Поэтому она сама себе удивилась, когда поняла, что рада появлению Мейзи Мейден. Значит, не мужей и скандалов она боялась, раз начала всевозможными способами усыплять бдительность мужа Мейзи. Делая вид, что полностью доверяет Эдварду, она гасила возможные подозрения Мейдена. Для нее это был сущий ад. Но ради Эдварда и его улыбки, которая пропала после отъезда миссис Бейзил, она была готова на все. Она надеялась, что если, с ее помощью, к нему вернется улыбка, то, может быть, вернется когда-нибудь и он сам — чувство благодарности и ответной любви сделают свое дело. В ту пору Эдвард казался ей ловцом легких мимолетных наслаждений. Она понимала, почему он мог увлечься Мейзи: в ней было что-то неотразимо притягательное.

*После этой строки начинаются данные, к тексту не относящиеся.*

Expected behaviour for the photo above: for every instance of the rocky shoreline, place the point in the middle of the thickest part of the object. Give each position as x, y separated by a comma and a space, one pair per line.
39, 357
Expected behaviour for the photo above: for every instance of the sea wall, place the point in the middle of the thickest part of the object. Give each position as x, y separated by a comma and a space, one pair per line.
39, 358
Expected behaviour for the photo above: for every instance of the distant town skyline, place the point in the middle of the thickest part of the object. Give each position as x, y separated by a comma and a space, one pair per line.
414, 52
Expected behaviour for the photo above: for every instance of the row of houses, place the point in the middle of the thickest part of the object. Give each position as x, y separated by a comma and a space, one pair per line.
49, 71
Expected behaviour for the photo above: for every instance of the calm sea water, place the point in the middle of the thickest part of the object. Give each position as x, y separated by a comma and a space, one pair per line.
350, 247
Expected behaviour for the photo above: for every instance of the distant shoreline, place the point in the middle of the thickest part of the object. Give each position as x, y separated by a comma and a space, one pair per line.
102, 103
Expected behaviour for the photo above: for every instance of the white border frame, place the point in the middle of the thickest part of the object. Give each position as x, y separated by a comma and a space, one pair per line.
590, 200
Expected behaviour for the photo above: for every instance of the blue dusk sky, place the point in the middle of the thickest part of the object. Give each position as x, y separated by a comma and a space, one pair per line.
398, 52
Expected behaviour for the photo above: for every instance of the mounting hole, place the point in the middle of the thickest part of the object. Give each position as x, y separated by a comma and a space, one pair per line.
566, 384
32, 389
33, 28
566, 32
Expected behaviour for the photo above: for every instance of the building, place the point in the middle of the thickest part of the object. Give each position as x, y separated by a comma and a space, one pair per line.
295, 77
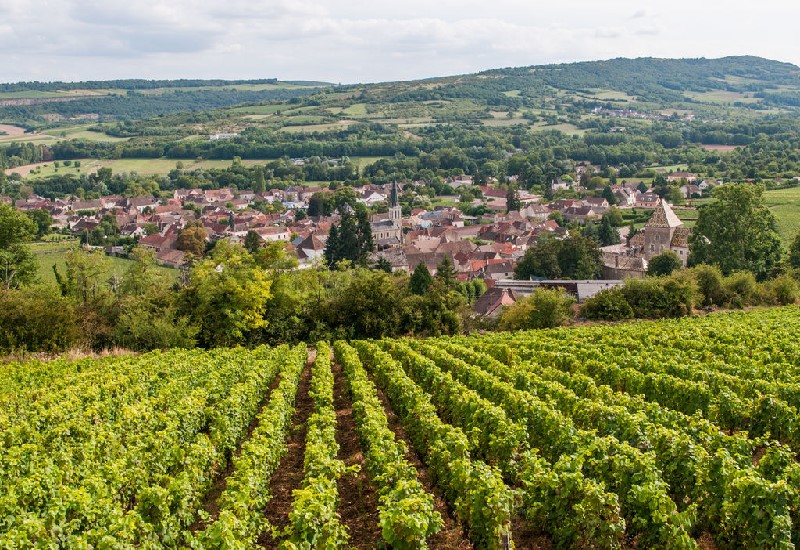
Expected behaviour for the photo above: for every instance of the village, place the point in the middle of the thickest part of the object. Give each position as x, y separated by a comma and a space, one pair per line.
485, 247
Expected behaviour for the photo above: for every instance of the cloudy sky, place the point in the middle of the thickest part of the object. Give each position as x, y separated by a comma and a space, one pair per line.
352, 41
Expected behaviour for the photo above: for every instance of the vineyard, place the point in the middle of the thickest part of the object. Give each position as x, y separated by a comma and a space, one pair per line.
669, 434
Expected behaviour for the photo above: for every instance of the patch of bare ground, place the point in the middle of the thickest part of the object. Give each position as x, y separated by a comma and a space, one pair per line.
289, 474
358, 500
525, 536
211, 501
452, 536
706, 542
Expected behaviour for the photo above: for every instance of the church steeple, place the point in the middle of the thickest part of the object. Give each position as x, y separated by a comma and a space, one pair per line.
394, 199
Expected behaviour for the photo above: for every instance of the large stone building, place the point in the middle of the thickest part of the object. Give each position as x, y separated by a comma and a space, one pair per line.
387, 229
663, 231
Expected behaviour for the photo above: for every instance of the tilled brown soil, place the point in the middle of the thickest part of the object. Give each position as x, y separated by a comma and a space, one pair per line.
358, 500
451, 536
289, 475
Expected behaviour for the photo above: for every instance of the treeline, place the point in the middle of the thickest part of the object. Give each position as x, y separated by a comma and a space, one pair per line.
124, 84
270, 303
134, 104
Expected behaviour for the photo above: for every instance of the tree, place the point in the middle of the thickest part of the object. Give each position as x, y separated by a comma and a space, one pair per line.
192, 238
252, 242
794, 252
737, 232
420, 280
608, 194
575, 257
43, 221
545, 308
351, 240
513, 203
607, 234
226, 296
664, 264
17, 263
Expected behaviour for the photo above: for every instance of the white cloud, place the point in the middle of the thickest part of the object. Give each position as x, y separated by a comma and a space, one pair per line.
363, 40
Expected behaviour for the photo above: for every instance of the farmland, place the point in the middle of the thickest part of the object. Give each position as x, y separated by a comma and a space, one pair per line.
669, 434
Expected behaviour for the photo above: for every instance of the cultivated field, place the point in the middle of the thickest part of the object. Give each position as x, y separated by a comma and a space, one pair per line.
785, 205
673, 434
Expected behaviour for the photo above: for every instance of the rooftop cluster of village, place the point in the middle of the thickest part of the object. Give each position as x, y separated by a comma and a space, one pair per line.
485, 246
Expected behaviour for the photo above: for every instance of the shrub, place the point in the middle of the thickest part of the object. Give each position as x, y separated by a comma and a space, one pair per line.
741, 289
607, 305
545, 308
655, 298
664, 264
709, 284
37, 319
783, 290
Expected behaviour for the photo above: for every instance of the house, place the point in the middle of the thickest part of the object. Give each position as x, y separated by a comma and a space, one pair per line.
663, 231
678, 176
310, 249
647, 199
691, 191
580, 214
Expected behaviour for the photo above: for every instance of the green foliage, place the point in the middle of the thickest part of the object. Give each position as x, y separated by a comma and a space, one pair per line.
420, 280
226, 296
664, 264
575, 257
446, 272
709, 284
794, 252
607, 305
43, 221
351, 240
17, 264
659, 297
192, 239
784, 290
314, 520
737, 232
545, 308
407, 512
37, 319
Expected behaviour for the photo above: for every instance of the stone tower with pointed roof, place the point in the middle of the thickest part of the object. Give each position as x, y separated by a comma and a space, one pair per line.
663, 231
395, 210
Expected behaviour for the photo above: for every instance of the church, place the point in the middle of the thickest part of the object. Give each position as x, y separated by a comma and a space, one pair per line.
663, 231
387, 229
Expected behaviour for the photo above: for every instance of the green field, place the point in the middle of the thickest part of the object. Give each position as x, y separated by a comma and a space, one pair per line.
785, 205
675, 434
53, 254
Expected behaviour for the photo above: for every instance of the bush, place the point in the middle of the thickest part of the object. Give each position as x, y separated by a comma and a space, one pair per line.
607, 305
37, 319
655, 298
545, 308
709, 285
664, 264
741, 289
783, 290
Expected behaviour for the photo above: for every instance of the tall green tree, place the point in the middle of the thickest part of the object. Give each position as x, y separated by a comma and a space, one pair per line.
446, 272
17, 264
351, 239
420, 280
794, 252
226, 296
737, 232
513, 202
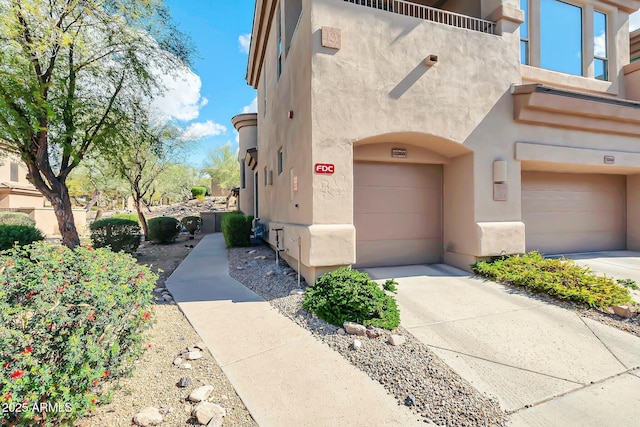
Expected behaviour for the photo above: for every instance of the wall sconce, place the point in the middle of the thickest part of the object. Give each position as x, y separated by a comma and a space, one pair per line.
499, 171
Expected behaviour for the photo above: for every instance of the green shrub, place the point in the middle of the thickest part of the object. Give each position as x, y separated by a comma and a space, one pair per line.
71, 320
198, 191
163, 229
117, 233
560, 278
16, 218
130, 216
18, 234
236, 228
347, 295
191, 223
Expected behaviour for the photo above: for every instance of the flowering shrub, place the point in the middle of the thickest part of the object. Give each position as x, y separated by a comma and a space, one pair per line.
69, 321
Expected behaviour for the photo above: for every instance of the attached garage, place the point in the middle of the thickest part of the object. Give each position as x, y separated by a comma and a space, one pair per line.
397, 213
565, 212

Хорошенькая, юная, хохотушка, легкая на подъем, несмотря на больное сердце, — вот какая была Мейзи. Ее невозможно было не любить, и Леонора к ней сильно привязалась, причем симпатия была взаимной. Она решила, что без труда справится с новым увлечением мужа. Она была уверена в Мейзи — та никогда не пойдет на супружескую измену: а если повезти их обоих в Наухайм, то Эдварду быстро приестся ее милое воркованье и его утомит ее восторженность. Решено: она снимает осаду — Эдварду можно доверять. Она ни минуты не сомневалась в том, что Мейзи без ума от Эдварда. Леоноре приходилось выслушивать ее восторги, напоминавшие болтовню барышень, влюбленных в школьного учителя рисования. Мейзи все время поддразнивала своего мужа: почему он не подражает их майору, который так великолепно одевается, ездит верхом, стреляет, играет в поло? Даже в чтении сентиментальных стишков ему нет равных. А Мейдена и не надо было убеждать в достоинствах Эдварда: он им и так восхищался и обожал. Жене он полностью доверял. В супружеской преданности Эдварда не сомневался. И вот, взвесив все «за» и «против», Леонора решила, что, пока Мейзи будет лечиться от сердечной болезни, она успеет надоесть Эдварду и он вернется к ней, к своей Леоноре. В ней жила призрачная неотвязная надежда на то, что, перепробовав прочие женские типы, он обратится к ней. Чем она хуже других? Разве не найдет она отклика в его сердце? Ей казалось, что после всего пережитого она лучше его понимает, терпимее относится к его тщеславию, надо только дать ему почувствовать себя счастливым — и тогда в нем проснется любовь к ней.